Having staged an extremely successful home fixture against Southend, with 1,000 fans in attendance, manager Chris Beech spoke this week about the frustration of going back to fixtures being played behind closed doors.
“It’s frustrating because having fans here inspires you, whether you’re running, doing a marathon, riding a bike, whatever you do, it’s support that helps you along,” he said. “That’s what support is.
“The fans aren’t here so we have to support each other and create our own energy. It’s a big miss, but that’s the same for everybody, the opposition included.
“It’s an obvious miss for the fans as well because they put their new strips on to come to watch the Southend game and it was a brilliant day for us all, on and off the pitch.
“The players know that this is a game of local interest. The players are excited for any game, but this one has more value to the area, of course it does. We just want to represent what we’re trying to achieve, which is working hard, having good technique, scoring goals and keeping clean sheets.
“We’ve conceded one goal in two games, which is much better in terms of the facts, but I want us to be scoring a few more goals.”
Looking back at the last home game, he told us: “Personally, which is obviously removing it from any sort of governance, I’d say it was a complete success and it’s a shame that we can’t do that again, or grow it and have more in.
“After our experiment, that was when the virus seemed to raise its ugly head again, so the government have put all sorts of new conditions out in different areas, and we’re all struggling to work out what they all actually mean.
“In terms of football, I can’t wait to get the fans back, but until we get to that stage we need to look after the points and grow them.
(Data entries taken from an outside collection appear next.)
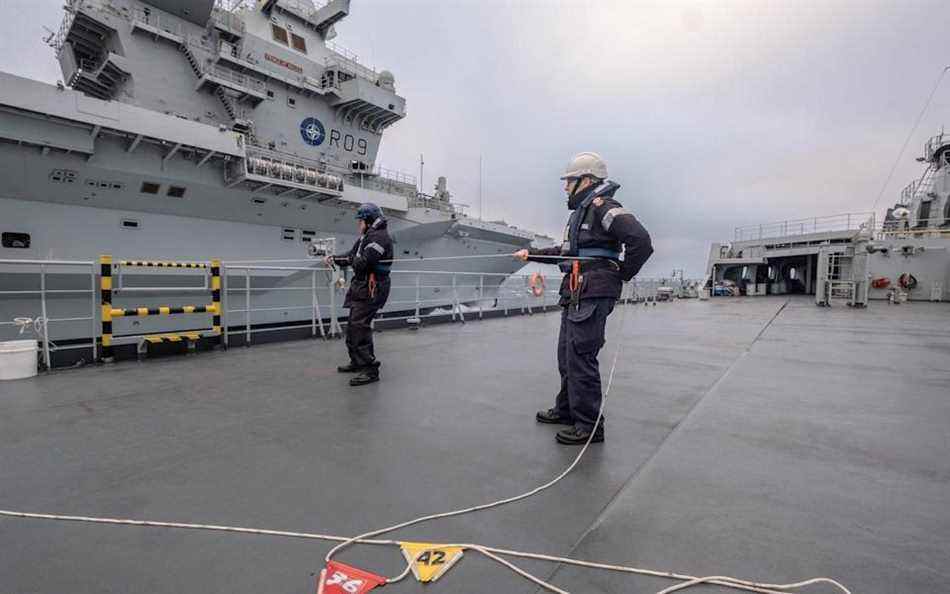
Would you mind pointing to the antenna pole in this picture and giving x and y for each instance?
(480, 214)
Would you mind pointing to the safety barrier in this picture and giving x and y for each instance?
(250, 302)
(42, 321)
(109, 313)
(417, 297)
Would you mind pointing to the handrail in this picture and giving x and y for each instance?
(792, 227)
(418, 294)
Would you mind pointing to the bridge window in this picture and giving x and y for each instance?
(280, 34)
(150, 188)
(299, 43)
(16, 240)
(923, 214)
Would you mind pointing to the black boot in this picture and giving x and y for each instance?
(368, 376)
(552, 417)
(354, 368)
(576, 436)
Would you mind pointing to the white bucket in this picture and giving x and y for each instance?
(17, 359)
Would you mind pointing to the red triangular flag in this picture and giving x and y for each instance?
(340, 578)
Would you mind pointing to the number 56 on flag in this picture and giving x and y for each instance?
(339, 578)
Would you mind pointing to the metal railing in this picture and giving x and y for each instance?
(931, 227)
(261, 297)
(426, 201)
(347, 61)
(793, 227)
(42, 269)
(228, 19)
(71, 7)
(304, 8)
(237, 78)
(157, 20)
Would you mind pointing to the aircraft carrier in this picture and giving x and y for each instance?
(241, 131)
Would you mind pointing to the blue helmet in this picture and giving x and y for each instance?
(369, 212)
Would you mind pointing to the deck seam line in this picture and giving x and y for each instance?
(642, 467)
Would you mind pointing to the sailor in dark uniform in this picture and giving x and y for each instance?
(613, 246)
(370, 259)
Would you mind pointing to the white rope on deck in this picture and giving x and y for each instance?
(492, 553)
(716, 580)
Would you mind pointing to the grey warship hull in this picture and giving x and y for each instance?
(196, 132)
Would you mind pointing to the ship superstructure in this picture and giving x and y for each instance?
(244, 133)
(192, 129)
(850, 256)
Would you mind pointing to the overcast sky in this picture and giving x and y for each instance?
(711, 114)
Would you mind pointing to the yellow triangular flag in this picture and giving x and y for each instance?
(429, 560)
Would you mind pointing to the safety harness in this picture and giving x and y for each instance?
(570, 247)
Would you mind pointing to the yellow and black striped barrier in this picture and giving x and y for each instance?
(105, 287)
(216, 296)
(163, 310)
(163, 264)
(109, 312)
(178, 337)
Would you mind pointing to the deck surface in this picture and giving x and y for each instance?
(762, 438)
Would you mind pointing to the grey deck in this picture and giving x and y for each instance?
(819, 449)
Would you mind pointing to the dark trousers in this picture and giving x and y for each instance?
(359, 334)
(579, 341)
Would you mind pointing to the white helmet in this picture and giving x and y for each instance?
(586, 164)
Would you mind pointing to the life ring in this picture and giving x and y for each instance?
(536, 282)
(907, 281)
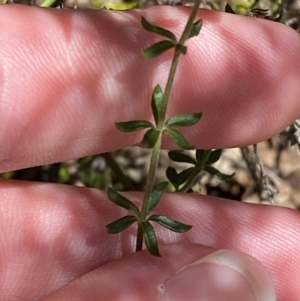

“We have to accept the situation, accept that it’s a definite blow to not have fans in, but it won’t affect us in terms of how to try to approach the game because we know what we need to do.
“In terms of the bigger picture, it’s a blow because the Southend game was a definite success. Football is a sharing game, and we can’t share it with the fans inside the stadium, so it’s a shame.
“As I’ve said before, whatever the situation nationally or within football, it’s about what the players do on the pitch. I can try and prepare them and support them, but it’s about the players. Players pick teams and create cultures in dressing rooms.
“This group of players have a good culture and a good attitude, and we’re growing that as we progress. Relationships are being formed on and off the pitch, and what I’ve been really pleased with in terms of this recruitment is that players are committing to living in the area.
“It’s less temporary, and that’s the way it should be. We haven’t been able to assist with relocation money and things like that, the players have taken that on themselves.
“It doesn’t matter how well you do or don’t do, often as a manager you can manage very well but not get the win, so people don’t think you’re very good, then the next week you could do nothing all week but win, and you’re the best thing since sliced bread.
“We know that, we know it’s all about three points, so we’ve got to make sure we go out and earn that. The players know that.”
And thanks to a CUOSC initiative there will be over 100 supporters in attendance as brand-new cardboard cut-outs are positioned in the stands ahead of kick off.
“I think the cut-outs are a really good idea,” he said. “I saw the ones of Aaron [Hayden] and Nick [Anderton] we got made the other day and they’re really good.
“I almost started talking to one of them because they’re really lifelike! It will be good to have a few faces in the stand and it’s great that the fans want to support us in whatever way they can.”